Der Bayerische Rundfunk (BR) hatte schon vor Jahren in einer Sondersendung anlässlich des 77. Jahrestages an die Einführung des Schriftleitergesetzes erinnert.
Dieses Gesetz stellte klar, wie Journalismus in Deutschland zukünftig zu funktionieren habe. Dieser 4. Oktober 1933 war von keinem Paukenschlag, von keinem großen Entsetzen begleitet. Nach einer langen Reihe von Demütigungen, Diffamierungen und Verfolgungen blieb nur noch die Selbstdisziplinierung des journalistischen, bürgerlichen Lagers übrig. Alle anderen Kollegen waren schon entfernt oder auf Linie gebracht worden, Journalisten hießen jetzt offiziell „Schriftleiter“.
Der BR schrieb dazu:
„Linke Parteizeitungen waren zugunsten nationalsozialistischer Verlage enteignet worden, ihre Redakteure lebten im Exil oder vegetierten im KZ, und nun sollte mit dem Schriftleitergesetz auch die bürgerliche Presse auf Linie gebracht werden.“
Die Aufgabe war klar definiert: Es ging einzig darum, im Volk die Weltanschauung der Herrschenden zu verbreiten und fest zu verankern. Der BR fällt über diese düstere Zeit ein eindeutiges Urteil:
„Die deutsche Presse, früher die größte und vielfältigste unter allen Industrienationen, war zum Befehlsempfänger und Erfüllungsgehilfen der Nationalsozialisten herabgesunken: auf Gedeih und Verderb einem ehemaligen arbeitslosen Germanisten namens Joseph Goebbels ausgeliefert, dessen pathetisch-exaltierte Schreibübungen bei renommierten Redaktionen in den zwanziger Jahren regelmäßig im Papierkorb gelandet waren.

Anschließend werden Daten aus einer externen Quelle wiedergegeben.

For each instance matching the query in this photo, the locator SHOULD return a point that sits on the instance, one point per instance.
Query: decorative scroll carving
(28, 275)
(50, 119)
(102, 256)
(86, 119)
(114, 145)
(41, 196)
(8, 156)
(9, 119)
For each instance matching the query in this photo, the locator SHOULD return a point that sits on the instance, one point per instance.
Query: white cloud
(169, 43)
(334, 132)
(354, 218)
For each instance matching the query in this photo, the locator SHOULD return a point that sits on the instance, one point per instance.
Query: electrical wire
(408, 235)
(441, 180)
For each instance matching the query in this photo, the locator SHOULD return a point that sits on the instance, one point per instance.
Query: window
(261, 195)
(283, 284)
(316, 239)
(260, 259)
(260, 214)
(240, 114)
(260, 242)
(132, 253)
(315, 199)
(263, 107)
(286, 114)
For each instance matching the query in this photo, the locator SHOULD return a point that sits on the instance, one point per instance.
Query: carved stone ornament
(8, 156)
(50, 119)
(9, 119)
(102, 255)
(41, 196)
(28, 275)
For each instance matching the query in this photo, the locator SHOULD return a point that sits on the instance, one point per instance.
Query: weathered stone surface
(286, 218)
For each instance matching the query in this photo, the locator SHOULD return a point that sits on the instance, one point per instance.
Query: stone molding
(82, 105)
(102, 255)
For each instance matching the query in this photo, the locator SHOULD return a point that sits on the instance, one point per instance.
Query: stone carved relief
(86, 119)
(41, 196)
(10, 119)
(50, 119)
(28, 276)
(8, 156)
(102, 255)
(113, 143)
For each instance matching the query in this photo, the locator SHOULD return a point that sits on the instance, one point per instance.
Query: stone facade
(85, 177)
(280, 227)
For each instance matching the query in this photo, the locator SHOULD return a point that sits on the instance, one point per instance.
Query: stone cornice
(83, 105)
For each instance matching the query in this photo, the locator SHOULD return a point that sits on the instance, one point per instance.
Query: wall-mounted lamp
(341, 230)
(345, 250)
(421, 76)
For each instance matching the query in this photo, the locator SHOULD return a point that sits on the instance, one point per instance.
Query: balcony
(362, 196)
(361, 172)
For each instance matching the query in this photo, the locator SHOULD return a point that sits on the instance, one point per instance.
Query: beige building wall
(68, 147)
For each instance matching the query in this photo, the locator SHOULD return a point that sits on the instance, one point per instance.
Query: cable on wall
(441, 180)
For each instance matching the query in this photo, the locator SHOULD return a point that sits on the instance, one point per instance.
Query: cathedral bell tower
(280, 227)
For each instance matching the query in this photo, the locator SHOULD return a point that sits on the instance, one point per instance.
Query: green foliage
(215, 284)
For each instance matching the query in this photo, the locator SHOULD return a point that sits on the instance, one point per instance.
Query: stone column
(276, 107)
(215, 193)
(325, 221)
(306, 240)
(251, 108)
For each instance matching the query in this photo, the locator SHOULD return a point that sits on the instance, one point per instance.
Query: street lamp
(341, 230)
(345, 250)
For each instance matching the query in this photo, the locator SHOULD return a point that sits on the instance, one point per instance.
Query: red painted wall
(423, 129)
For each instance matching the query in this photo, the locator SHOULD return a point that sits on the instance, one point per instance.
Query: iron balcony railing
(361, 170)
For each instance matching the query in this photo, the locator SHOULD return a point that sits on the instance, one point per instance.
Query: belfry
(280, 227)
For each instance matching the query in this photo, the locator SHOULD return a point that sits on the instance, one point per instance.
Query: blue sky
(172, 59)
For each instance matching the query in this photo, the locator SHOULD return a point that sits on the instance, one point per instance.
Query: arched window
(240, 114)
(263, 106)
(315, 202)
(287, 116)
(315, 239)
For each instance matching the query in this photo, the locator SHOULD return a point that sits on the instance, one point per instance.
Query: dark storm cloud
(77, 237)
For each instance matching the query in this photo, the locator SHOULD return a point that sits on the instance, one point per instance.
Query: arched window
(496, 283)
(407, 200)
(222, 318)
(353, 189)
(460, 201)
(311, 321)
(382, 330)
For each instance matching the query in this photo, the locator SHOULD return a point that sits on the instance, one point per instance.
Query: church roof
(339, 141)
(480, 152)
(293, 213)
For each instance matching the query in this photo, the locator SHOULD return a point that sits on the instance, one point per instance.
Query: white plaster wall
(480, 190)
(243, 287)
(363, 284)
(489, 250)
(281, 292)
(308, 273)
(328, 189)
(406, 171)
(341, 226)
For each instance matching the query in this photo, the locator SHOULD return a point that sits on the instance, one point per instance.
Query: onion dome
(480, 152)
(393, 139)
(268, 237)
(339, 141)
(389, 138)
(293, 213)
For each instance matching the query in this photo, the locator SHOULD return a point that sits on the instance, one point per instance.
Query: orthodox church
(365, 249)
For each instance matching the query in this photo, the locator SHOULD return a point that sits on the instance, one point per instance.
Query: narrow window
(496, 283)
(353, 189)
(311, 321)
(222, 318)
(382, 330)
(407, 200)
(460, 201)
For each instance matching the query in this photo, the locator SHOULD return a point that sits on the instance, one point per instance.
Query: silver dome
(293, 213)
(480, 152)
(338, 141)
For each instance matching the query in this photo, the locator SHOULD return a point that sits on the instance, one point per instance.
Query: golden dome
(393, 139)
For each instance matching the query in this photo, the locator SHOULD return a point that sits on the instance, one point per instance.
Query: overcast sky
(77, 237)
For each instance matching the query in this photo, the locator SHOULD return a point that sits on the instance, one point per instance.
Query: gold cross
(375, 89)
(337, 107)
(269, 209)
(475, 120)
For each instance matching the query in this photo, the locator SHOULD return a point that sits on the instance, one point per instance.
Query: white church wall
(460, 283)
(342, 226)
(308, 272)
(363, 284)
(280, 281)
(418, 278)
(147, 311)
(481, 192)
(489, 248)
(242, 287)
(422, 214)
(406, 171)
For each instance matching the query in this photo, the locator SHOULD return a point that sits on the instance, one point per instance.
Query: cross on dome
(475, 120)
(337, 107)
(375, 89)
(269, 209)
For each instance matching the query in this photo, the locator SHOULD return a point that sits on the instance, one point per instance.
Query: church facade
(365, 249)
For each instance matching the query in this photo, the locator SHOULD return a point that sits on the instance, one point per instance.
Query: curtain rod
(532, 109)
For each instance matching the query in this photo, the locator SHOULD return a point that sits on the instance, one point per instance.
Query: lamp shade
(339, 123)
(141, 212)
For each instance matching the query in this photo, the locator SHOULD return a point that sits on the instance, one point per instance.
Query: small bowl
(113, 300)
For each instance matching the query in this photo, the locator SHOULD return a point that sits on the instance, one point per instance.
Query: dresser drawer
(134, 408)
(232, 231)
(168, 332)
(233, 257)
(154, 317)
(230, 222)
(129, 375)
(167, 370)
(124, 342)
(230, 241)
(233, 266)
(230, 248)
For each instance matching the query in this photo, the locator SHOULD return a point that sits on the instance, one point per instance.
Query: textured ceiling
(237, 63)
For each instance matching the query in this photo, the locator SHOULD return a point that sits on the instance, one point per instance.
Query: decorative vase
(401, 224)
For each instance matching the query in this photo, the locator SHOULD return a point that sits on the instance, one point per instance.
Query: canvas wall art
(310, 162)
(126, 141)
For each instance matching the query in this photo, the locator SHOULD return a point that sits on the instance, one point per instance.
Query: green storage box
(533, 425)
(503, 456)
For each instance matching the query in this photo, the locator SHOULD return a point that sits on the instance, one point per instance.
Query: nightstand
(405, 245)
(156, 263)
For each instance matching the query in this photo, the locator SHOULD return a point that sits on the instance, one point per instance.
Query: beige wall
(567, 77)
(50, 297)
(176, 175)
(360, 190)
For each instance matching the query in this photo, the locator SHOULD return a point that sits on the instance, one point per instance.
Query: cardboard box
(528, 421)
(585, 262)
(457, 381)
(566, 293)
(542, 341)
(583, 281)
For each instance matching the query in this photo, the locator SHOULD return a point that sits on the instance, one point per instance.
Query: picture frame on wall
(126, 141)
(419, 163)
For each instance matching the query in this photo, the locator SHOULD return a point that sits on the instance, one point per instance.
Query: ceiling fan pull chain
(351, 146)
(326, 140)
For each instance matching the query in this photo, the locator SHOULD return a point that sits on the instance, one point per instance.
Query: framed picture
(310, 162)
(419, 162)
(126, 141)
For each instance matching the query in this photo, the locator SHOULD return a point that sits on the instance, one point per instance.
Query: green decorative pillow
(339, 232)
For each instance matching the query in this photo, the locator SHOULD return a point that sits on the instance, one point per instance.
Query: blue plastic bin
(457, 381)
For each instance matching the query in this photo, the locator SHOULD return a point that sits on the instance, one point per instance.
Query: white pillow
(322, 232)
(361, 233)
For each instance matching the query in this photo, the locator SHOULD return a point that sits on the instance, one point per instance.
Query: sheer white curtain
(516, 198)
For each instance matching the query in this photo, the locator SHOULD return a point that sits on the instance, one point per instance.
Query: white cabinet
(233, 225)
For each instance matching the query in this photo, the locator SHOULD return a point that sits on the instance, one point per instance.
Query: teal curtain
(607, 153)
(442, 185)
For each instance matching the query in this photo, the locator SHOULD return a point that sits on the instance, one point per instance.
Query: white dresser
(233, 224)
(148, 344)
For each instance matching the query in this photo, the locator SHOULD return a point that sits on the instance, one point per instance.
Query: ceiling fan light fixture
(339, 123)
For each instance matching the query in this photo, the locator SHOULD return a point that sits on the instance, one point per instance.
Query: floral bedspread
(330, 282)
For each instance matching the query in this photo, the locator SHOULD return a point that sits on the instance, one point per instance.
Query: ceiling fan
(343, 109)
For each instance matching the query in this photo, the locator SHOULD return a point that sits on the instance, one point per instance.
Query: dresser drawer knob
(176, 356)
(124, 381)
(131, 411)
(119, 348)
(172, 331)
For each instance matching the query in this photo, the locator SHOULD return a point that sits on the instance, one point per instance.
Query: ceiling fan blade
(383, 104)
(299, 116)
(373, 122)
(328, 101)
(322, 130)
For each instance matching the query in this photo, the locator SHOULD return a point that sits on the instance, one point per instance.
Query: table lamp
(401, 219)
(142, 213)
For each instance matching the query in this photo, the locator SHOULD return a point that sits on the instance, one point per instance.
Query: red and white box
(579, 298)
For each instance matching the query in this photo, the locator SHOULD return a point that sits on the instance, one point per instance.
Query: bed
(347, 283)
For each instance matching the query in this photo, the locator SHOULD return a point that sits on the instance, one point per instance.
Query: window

Die Bundeszentrale für politische Bildung nahm sich 2018 der Zahlen an und zählte etwa 1300 Journalisten, die damals ihre Arbeit verloren. Überwiegend handelte es sich dabei um „marxistische“ und jüdische Redakteure.
Die Bundeszentrale schreibt dazu:
„Schon bald nachdem die Regierung des am 30. Januar 1933 zum Reichskanzler ernannten Adolf Hitler ins Amt gekommen war, begannen die Nationalsozialisten mit ihrer Politik der „Gleichschaltung“ von Vereinen, Verbänden und Institutionen. Ziel war es, das gesamte gesellschaftliche Leben unter Kontrolle zu bringen. Das galt auch für die Medien.“
Ein weiterer Kommentar des Propagandaministers zum Schriftleitergesetz ist überliefert:
„Die geistigen Kräfte des deutschen Journalismus, die sich zu einem Ja verpflichten, können der wärmsten ideellen und materiellen Unterstützung der Regierung gewiss sein.“
Das nahe Ausland kommentierte damals ebenfalls die Entwicklung in Deutschland. Die Neue Zürcher Zeitung schrieb:
„Infolgedessen wird die Aufgabe der Presse von Grund aus verändert. Sie besteht wesentlich darin, nicht mehr zu diskutieren, sondern zu interpretieren und die Entschlüsse der Regierung mit den Argumenten unterbauen zu helfen, die sie beizubringen vermag.“
Die taz zitierte Josef Goebbels zum 90. Jahrestag des Gesetzes:
„Die nationale Revolution wird nicht eher zum Stillstand kommen, als bis sie das ganze deutsche Gemeinschaftsleben überflutet und bis in die letzte Faser durchtränkt hat. (…) Jeder Widerstand aber würde schon im Beginn gebrochen werden.“
Viele entfernte, vertriebene und ermordete Journalistenkollegen bleiben namenlos. Stellvertretend für alle Verfolgten soll hier auf das Schicksal des Journalisten und Verlegers Fritz Gerlich kurz aufmerksam gemacht werden: Geboren 1883 in Stettin. Ermordet 1934 im KZ Dachau.
Am 9. März 1933 wurde Gerlich in Redaktionsräumen von einem SA-Trupp überfallen und gefoltert. Später sprang ihm im Münchner Polizeipräsidium ein SA-Mann mit voller Wucht auf seine Hände. Gerlich sollte nie wieder schreiben können. In einer weiteren Nacht wurde er von zwei SA-Angehörigen schwer misshandelt.
Im KZ Dachau war der Journalist nur wenige Minuten. Er wurde unter dem Kommando eines SS-Sturmführers sofort an die Wand gestellt und erschossen.